The Mannequins at Benetton
   Amanda K. Norris

Naked is a logo. Maybe God's,
maybe man's. This morning in March,
maybe it belongs to United Colors of Benetton.
I watch the staff haul the big, rigid dolls
around the empty store, recock their waists,
jam errant limbs into sockets,
and it's like waking up to the set
being struck after having fallen asleep
at a bad play. Their stripped white plastic
bucket hips, their blunt, totem-featured faces,
their absurd cone breasts, their pie-slice clefts,
engineered, sexed no more than wall outlets,
moor me in silence at the display window.
A wide-eyed, museum-quality hush clots up in me,
as if these homogenous sirens wedged
between tiered, particle-board blocks and
cliffs of storefront glass are artifacts
of some unknown sanctuary---the past, the future,
the seasons the now is in between, the places
where stuff exists but I do not. I risk
vertigo as the escalator hauls me up,
rubbernecking to see what new outfits
they will throw over this oldest, most compelling
of songs, and which of these retail aquarium subspecies,
the shoppers, might get trapped in that track-lit, humanoid
coral reef. For even in this tame world of the circular plaza
and the pipette streams of soft muzak, there must always
be bait. And the sirens have kept their centuries-old place,
and it was never their song, but their nude, unaging
figures that sucked the sailors in. Eyes of solid cataracts,
marble buttocks, ankles braceleted by the skulls of men
who, upon closer inspection, realized they had
tried to bite and kiss and tongue stone.
The gaze is a hook, the eye is a fish containing the body.

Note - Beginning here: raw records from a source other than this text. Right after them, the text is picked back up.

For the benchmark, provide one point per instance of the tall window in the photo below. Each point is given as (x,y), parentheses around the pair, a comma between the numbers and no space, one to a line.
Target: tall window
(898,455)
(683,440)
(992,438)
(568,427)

In the canyon between The Body Shop
and FYE Music, I cannot get free
of what will immanently outlive me.
The escalator plates slide me into place.
Getting off, I bow and enter the food court.
The rain drops percolate on the dome above.
They gather in upswelling bundles, burst and
slide down, smothering the glass with random, mundane
fingers of water. Each a minor model of the Apocalypse.
The natural world, we're told, bodes a similar bursting.
Because we have not got graves for the things we've got,
and the earth, when its time, will take us back without
blinking.
Or the restive sea will soon saturate,
will overtake us in thrust after thrust, hood after hood
of wine dark or vintage claret.
Either way, the mannequins will shed no blood
nor cry nor ever speak of us
to their vast, faceless inheritance.